# Rebuilding a wagon



## Grey Mare (Jun 28, 2013)

Thought I would share this with anyone who is interested. Some years back when I was really involved with our draft clubs and showing, one of the classes that really interested me was the antique wagon classes. I loved how those wagon's looked once restored, their history, and how a nice team of draft horses made it seem like you were back in that time period. 

So began the search for a wagon for me...took me months of looking in old barns, asking around, driving all over Virginia in search of the perfect one, as I knew the moment I saw it I would know.
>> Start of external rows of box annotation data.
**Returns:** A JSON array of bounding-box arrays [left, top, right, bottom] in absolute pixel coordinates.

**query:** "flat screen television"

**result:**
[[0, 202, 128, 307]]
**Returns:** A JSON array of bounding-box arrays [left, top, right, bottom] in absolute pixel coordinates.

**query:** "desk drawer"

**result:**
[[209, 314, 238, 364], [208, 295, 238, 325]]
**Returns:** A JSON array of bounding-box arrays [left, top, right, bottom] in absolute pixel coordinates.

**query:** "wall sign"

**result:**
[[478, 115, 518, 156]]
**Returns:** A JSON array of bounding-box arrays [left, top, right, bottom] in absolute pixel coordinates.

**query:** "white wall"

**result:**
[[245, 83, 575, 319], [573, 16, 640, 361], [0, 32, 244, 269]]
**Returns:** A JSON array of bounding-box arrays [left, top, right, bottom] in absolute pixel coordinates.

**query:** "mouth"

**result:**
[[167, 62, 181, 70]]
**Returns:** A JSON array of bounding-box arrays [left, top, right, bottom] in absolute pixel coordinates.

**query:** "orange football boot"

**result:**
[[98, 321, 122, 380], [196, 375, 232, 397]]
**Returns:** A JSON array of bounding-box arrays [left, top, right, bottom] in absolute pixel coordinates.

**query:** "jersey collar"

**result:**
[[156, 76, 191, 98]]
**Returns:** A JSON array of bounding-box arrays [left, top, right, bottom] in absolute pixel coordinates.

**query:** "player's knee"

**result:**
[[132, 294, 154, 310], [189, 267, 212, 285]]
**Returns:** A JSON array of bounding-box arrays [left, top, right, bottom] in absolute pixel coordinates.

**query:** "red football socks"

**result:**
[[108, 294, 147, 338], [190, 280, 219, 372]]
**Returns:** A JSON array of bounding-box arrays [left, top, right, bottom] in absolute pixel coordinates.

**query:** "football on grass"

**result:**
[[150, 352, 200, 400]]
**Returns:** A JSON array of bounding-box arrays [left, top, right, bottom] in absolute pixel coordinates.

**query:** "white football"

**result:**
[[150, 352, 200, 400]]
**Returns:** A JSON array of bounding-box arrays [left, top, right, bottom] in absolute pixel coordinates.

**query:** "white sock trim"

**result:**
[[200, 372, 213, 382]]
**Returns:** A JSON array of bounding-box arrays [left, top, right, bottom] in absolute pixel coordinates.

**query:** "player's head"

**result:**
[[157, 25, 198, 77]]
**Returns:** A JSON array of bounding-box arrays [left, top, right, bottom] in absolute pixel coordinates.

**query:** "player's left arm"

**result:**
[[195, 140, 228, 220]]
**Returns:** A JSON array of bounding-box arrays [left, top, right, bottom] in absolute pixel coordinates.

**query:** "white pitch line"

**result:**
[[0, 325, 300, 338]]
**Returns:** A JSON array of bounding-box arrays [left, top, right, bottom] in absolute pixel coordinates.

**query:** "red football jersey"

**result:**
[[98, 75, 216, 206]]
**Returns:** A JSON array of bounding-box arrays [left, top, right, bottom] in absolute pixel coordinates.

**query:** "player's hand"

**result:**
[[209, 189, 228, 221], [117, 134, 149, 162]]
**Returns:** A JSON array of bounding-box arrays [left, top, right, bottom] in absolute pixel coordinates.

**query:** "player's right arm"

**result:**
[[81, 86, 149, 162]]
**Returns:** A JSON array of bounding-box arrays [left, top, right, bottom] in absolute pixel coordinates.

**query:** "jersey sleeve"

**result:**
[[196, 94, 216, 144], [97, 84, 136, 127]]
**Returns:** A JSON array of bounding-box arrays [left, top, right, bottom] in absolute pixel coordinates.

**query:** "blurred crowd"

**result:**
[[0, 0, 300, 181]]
This is what I found, an old Thornhill freight wagon:


Once off loaded at a friends barn, who is a master builder of all things horse drawn. Bob offered to let me house the wagon there and keep an eye on my work, as I wanted to do the work myself and would ask for help with things I did not know how to do. Right side:


Left side:


The under side once the box was lifted off, years of dust, neglect, and a few areas where the wood was soft and rotten, had to replace the reach pole, the fellows of the wheels, which went to Pennsylvania to an Amish shop that still does that, as the wheels are metal on the outside around them:




And during restoration, I sanded every square inch of the wagon, took me about 6 months of hard work to do all the work. A lot of swearing, a few tears, lots of scraped knuckles, grumbling, laughter, and hard work. This is the new reach pole and primer paint:


Coat of primer paint on the evener and first coat of paint on the frame that holds the bed:




The wheels back from Pennsylvania. We had to have special made leather washers for the barrel of the wheel, the old grease and dirt had to be scraped out, then cleaned, sanded and redone...I had to get help with that as the nuts that go on the wheels turn a certain way. If you don't get it right the wheel with either become too tight or come off:


Almost done...putting on the original colors as close as I could come with modern paint:


Done!! 






Maiden drive....is a beautiful wagon, had a lot of people want to buy it but, I just can't part with it, though I don't have a team anymore to pull it. 


The team that pulled it...my pride and joy, Trixie and Smoke:


----------



## muleskinner2 (Oct 7, 2007)

Looking good. Raise the tongue about a foot so it doesn't hit them in the knees. If you weren't so far away I would give you a brand new neckyoke. I found it in an old barn I was tearing down.

By the way, the cross members that hold the wagon bed are called bunks.

Muleskinner,


----------



## Grey Mare (Jun 28, 2013)

You noted what we did too...in the end we did lift it after that first drive to see how things were, the height and all. Tongue did go up some...Drove well, typical work type wagon, if you were in the box it would jaw your teeth out, but in the seat with the double springs, you were fine...

I did get myself in a pinch one afternoon driving. Went to turn in the road where I thought I had room to turn, back and turn again...nope. Ended up backing as far as I could without going into a ditch, turned and my right lead mare went down into a small ditch, the left hand mare on the road and literally drug the wagon over about 5" at a trot...and once then felt the resistance moved out! Never got the wheels under the box or anything...my friend who was with me was white as a sheet, I wasn't too worried as I knew my mares were pro's at this and I let them do their job with a little guidance. 

Afterwords as we headed home, my friend said that it looked like I knew what I was doing. I glanced over and chuckled, said I had you fooled too then. Think she slugged me in the arm as I had her grabbing onto the seat during the turn!


----------



## po boy (Jul 12, 2010)

Wow, great job.


----------



## GTX63 (Dec 13, 2016)

Then while I go into the house to get my camera to take a photo of the final product, one my sons would come along in the tractor with a loader full of manure. "That's looks like where dad said to put it."


----------



## Alice In TX/MO (May 10, 2002)

Beautiful.


----------



## crehberg (Mar 16, 2008)

Beautiful work Grey! Looks fantastic!


----------



## RideBarefoot (Jun 29, 2008)

Lovely restoration and a gorgeous team!


----------



## Grey Mare (Jun 28, 2013)

Thank you! It was a true labor of love...had fun driving it


----------



## uncleotis (Mar 14, 2005)

Beautiful.


----------



## Skamp (Apr 26, 2014)

Nice!


----------



## Designlover (May 15, 2018)

Your wagon looks wonderful! Was it hard to make?


----------



## Grey Mare (Jun 28, 2013)

Yes I had to have help from a master carpenter/wagon builder for the reach pole and assembly of the wheels. Hard because i am meticulous when it comes to the painting and detail work. But, in the end you have something that if taken care of, will last well into my granddaughters life.


----------